Halima Bashir was born into the remote western deserts of Sudan. She grew up in a wonderfully rich environment and later went on to study medicine. At age twenty-four she returned to her tribe to begin practising as their first ever qualified doctor. But then a dark cloud descended upon her people...
Janjaweed Arab militias began savagely assaulting her people, invariably with the backing of the Sudan army and air force.
At first, Halima tried not to get involved. But in January 2004 they attacked her area, gang-raping 42 schoolgirls. Halima treated the traumatised victims and sickened by what she had seen, she decided to speak out in a Sudanese newspaper and to the UN charities.
Then the secret police came for her. For days Halima was interrogated, subjected to unspeakable torture and gang-raped.

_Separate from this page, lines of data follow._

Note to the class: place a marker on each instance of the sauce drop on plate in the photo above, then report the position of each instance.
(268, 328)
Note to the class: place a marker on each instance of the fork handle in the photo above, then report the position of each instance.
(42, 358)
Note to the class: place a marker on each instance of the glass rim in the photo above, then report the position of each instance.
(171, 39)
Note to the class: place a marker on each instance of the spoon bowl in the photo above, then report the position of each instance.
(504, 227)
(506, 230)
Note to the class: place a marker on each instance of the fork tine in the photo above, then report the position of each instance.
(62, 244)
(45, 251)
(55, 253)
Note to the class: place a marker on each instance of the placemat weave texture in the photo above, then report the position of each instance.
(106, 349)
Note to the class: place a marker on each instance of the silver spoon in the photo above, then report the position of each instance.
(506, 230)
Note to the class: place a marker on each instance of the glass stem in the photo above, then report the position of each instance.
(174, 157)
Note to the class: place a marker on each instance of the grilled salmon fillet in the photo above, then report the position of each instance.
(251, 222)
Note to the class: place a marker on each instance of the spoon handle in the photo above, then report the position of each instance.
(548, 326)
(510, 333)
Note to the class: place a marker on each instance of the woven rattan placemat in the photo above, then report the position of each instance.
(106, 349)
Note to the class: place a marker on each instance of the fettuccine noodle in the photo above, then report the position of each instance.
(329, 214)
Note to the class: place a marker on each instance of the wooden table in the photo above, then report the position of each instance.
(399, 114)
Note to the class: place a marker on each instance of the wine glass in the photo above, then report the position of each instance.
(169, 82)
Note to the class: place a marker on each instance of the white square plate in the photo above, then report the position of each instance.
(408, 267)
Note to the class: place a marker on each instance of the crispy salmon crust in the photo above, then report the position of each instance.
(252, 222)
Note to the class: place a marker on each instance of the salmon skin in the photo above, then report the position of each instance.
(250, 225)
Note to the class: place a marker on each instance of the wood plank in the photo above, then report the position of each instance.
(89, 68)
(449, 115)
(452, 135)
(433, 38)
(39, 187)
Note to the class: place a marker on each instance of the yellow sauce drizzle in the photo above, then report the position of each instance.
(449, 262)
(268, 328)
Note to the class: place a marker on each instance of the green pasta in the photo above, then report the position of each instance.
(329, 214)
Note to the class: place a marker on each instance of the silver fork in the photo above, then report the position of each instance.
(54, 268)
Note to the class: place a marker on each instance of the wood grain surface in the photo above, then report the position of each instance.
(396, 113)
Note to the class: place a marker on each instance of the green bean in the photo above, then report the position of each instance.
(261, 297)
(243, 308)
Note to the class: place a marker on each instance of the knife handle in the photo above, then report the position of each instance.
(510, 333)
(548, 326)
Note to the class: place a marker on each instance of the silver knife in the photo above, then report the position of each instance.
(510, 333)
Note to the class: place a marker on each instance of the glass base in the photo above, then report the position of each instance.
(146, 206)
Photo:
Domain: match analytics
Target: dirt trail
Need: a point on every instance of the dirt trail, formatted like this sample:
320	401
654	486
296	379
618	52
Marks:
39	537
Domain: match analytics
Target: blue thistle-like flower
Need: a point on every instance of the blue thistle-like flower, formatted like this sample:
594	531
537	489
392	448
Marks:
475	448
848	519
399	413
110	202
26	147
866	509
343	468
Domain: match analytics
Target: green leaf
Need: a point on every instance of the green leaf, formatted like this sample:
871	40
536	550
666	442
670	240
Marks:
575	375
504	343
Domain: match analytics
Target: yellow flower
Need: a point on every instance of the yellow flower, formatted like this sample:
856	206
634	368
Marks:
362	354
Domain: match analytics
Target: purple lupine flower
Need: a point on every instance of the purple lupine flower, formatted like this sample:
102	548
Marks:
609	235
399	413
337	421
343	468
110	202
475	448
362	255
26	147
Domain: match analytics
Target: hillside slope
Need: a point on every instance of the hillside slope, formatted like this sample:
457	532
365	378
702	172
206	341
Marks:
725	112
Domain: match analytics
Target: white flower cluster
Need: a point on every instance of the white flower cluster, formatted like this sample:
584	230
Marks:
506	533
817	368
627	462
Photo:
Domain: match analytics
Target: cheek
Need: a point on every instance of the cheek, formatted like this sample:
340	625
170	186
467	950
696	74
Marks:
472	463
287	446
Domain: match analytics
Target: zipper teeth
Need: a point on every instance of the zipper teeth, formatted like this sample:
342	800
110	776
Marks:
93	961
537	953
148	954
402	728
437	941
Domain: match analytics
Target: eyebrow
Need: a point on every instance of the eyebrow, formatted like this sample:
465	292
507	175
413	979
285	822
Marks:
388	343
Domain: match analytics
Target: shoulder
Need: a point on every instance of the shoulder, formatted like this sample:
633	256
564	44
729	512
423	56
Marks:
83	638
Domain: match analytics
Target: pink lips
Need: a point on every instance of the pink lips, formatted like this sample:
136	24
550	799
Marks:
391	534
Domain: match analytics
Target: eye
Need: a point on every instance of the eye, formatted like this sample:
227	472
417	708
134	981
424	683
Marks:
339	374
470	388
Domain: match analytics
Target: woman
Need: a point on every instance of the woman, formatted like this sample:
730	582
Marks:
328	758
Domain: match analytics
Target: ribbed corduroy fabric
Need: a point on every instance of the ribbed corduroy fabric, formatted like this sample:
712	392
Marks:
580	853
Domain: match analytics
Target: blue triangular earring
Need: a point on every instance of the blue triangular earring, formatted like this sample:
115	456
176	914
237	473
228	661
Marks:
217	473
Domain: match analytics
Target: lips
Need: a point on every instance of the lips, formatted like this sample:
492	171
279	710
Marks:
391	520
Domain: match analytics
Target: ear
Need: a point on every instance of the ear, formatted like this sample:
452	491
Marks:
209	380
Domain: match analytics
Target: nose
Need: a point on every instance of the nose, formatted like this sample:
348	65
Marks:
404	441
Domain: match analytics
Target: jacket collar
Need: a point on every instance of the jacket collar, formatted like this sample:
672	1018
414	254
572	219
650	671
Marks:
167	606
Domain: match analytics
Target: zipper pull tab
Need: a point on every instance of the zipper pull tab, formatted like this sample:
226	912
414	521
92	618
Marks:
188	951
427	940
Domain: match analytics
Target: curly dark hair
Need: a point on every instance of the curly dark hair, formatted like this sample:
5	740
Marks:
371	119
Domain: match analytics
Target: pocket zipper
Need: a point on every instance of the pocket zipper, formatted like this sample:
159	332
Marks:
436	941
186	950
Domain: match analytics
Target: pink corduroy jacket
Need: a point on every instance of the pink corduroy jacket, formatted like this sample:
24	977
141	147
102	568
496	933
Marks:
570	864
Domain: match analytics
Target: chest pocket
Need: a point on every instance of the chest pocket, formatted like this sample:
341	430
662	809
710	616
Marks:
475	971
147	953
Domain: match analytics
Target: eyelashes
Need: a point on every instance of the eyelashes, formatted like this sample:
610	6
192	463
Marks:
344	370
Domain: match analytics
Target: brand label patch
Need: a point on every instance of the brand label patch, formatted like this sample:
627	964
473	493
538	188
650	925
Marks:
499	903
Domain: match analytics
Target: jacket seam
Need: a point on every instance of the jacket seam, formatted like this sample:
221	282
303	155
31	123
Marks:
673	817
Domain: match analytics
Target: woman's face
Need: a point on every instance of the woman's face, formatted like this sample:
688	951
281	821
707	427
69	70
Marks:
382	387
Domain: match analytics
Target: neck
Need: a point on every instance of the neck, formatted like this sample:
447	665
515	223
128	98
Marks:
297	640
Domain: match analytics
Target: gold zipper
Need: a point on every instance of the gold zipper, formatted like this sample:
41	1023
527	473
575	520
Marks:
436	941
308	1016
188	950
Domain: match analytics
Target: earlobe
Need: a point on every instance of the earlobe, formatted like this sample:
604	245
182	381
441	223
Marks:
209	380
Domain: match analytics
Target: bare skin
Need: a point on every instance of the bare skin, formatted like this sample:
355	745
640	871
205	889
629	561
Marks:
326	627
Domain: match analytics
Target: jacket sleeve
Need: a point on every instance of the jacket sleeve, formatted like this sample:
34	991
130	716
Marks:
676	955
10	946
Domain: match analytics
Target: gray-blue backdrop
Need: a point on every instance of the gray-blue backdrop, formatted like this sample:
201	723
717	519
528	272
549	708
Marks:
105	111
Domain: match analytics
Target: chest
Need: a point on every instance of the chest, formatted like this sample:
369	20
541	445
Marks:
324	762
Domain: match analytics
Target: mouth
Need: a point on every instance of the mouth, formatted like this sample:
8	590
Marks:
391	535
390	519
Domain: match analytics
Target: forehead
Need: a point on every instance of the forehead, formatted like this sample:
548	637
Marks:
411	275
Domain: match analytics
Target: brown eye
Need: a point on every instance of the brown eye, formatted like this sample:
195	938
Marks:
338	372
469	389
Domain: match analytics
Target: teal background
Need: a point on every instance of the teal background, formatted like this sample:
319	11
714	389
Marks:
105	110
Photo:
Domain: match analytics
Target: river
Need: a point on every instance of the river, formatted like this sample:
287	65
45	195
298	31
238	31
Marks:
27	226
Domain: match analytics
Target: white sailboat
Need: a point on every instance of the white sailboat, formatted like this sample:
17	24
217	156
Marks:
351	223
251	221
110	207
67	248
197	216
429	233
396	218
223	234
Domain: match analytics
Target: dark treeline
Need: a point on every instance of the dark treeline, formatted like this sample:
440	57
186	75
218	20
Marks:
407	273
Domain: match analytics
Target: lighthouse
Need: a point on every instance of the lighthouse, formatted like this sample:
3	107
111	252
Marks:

Her crime was to tell people that a group of Janjaweed militia and Government soldiers had attacked the primary school for girls, raping pupils as young as 8. She paid a terrible personal price. "They were aged between 8 and 13," she said. "They were in shock, bleeding, screaming and crying. "It was horrific. Because I told people what happened, the authorities arrested me. "They said, 'We will show you what rape is'. "They beat me severely. At night, three men raped me. "The following day the same thing, different men. Torture and rape, every day, torture and rape." tens of thousands of women and girls have been subjected to rape and other extreme sexual violence since the crisis erupted in 2003. The Islamist Government in Khartoum has given the Janjaweed militia a free hand in putting down a rebellion by African tribes in the region, and there has not been a single conviction in Darfur for rape against displaced women and girls.
Please join me as I share with you :
Desmond Tutu’s Prayer for Darfur
“We pray for the people of Darfur who have been terrorised and forced from their homes; for those who have fled to refugee camps, and who still live in fear;
We pray for those who have died, and for their families;
We pray for the women in Darfur who face danger every day as they leave their camps for firewood – may You watch over Your daughters;
We pray for the children of Darfur, especially those who face a frightening world without one or both of their parents – may they be protected and comforted;
We pray for the safety of the humanitarian aid workers as they feed and care for the people of Darfur;
We pray for the safety of the African Union's Mission in Darfur as they work in difficult circumstances;
We pray for the safety of the United Nations' Peacekeepers when they begin their duties in Darfur;
We pray that the world's leaders will be guided by You in their quest for justice and safety for Darfur's people – may they be inspired by Your humanity;
Remind us that we are all Your children, and teach us to listen;
We pray that those who are causing death and misery in Darfur will turn away from racism and violence – may they be forgiven when they turn to You for guidance instead;
Teach us to rejoice in all the things we have in common and respect each others’ differences;
We pray that people everywhere will strive to live in peace, tolerance, and respect, no matter what their faith or race – may we gain the wisdom, grace, and generosity of spirit to overcome our differences and live as one.”